Anneyle baba, ağlaya ağlaya konuşan bir sunucunun programına katıldılar. Onlar da on üç dakika otuz beş saniye kadar ağlayıp konuştular. Çünkü programda ancak bu kadarlık bir yer bulabilmişlerdi kendilerine. Sırada daha ağlayacak ve ağlatacak başka insanlar da vardı.
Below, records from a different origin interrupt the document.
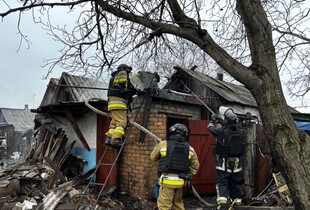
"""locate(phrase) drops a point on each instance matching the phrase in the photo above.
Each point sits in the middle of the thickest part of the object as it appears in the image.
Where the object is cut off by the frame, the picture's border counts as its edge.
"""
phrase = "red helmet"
(124, 67)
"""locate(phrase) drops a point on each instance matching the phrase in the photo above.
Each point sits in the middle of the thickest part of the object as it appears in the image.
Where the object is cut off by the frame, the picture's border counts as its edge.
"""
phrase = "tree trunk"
(289, 149)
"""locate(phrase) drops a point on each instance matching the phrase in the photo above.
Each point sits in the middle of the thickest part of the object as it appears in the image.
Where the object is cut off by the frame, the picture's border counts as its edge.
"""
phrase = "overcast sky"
(22, 72)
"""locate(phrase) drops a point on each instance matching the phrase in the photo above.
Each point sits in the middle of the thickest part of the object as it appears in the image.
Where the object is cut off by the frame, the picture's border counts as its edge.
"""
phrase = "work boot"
(116, 143)
(108, 140)
(222, 207)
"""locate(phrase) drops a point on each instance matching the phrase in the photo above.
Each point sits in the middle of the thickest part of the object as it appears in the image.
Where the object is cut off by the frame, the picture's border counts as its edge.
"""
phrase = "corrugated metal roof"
(229, 91)
(83, 94)
(21, 119)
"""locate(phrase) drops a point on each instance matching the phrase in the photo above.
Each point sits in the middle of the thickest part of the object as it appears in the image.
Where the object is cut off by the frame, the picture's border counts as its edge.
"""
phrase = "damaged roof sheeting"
(77, 88)
(83, 94)
(229, 91)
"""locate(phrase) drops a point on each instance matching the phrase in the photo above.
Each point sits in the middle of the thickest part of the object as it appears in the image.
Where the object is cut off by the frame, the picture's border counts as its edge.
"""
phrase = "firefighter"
(119, 98)
(229, 147)
(178, 161)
Herkes çok ümitliydi. "Televizyon bulur." diyorlardı kendi kendilerine. Ama bulamadı. Böylece üç ay onüç gün ve sekiz saat geçti. Ve televizyon çocuğunun evinin zili hafifçe çalıverdi. Kapıdaki kişi teyzeye "Onun nerede olduğunu biliyorum." dedi. Kızıl saçlı, yüzü çillerle kaplı bir çocuktu bu. Adı da Cemile idi.
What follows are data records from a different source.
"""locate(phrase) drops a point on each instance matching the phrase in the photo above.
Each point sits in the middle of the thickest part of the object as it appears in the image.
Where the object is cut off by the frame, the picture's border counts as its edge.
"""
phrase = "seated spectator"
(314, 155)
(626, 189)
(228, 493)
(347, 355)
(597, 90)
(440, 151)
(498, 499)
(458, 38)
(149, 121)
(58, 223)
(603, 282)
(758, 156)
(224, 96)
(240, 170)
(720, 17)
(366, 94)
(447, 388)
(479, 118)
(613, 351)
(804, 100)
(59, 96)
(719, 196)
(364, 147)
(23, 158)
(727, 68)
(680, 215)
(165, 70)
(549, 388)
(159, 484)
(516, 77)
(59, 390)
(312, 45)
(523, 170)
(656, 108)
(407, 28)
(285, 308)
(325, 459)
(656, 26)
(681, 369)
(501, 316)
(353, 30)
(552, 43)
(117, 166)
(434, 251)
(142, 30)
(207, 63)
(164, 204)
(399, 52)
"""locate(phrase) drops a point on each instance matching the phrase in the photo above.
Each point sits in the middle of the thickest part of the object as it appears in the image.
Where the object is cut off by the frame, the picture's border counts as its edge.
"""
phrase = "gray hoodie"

Cemile çabucak planını anlattı. Anneyle baba pek beğenmeseler de, yine de kabul ettiler her şeyi. Çünkü çocuklarını o kadar çok özlemişlerdi ki; işlerini güçlerini bırakmışlar, günlerini çocuklarının fotoğraflarına bakarak geçiriyorlardı. Pişmanlık ikisini de kötü yapmıştı.
İşte bu yüzden, hemen kolları sıvadılar. Cemile'nin dediği gibi, önce Belediye Başkanı'nın evine gittiler. Belediye Başkanı, "Ama nasıl olur! Nasıl yapabiliriz böyle bir şeyi. İmkânsız bu!" dedi. Paniklemiş ve korkmuş bir hâli vardı. "İnsanlardan bunu nasıl isteyebiliriz?" diye söylenip durdu. Fakat Cemile öyle hemen pes edecek çocuklardan değildi. Yeniden tatlı tatlı konuşmaya başladı. Günlerdir hazırladığı kâğıtları, çizimleri gösterdi. Sonra da kocaman gülümsedi. Neyse sonunda Belediye Başkanı da ikna oldu.
Çocuğun planı şuydu: Televizyon Çocuğu, doğduğundan beri televizyonun karşısından kalkmamıştı. Kaybolmadan önce de en son yine televizyonun karşısında görülmüştü. Demek ki televizyonla ilgili bir yerdeydi. Daha doğrusu televizyonun içindeydi. O akşam yıldırımlar çaktığında garip bir manyetik alan oluşmuş, bu alan sonra bir girdap meydana getirmiş, televizyonun kumandası da bu girdaba açılan bir kapıyı açıvermişti. Çocuk bu kapıdan girmiş, şimdi programlar arasında dolaşıp duruyor ve belki de evini arıyordu. İşte şimdi yapılacak tek bir şey vardı: Şehirdeki herkes televizyonunu kapatmalıydı.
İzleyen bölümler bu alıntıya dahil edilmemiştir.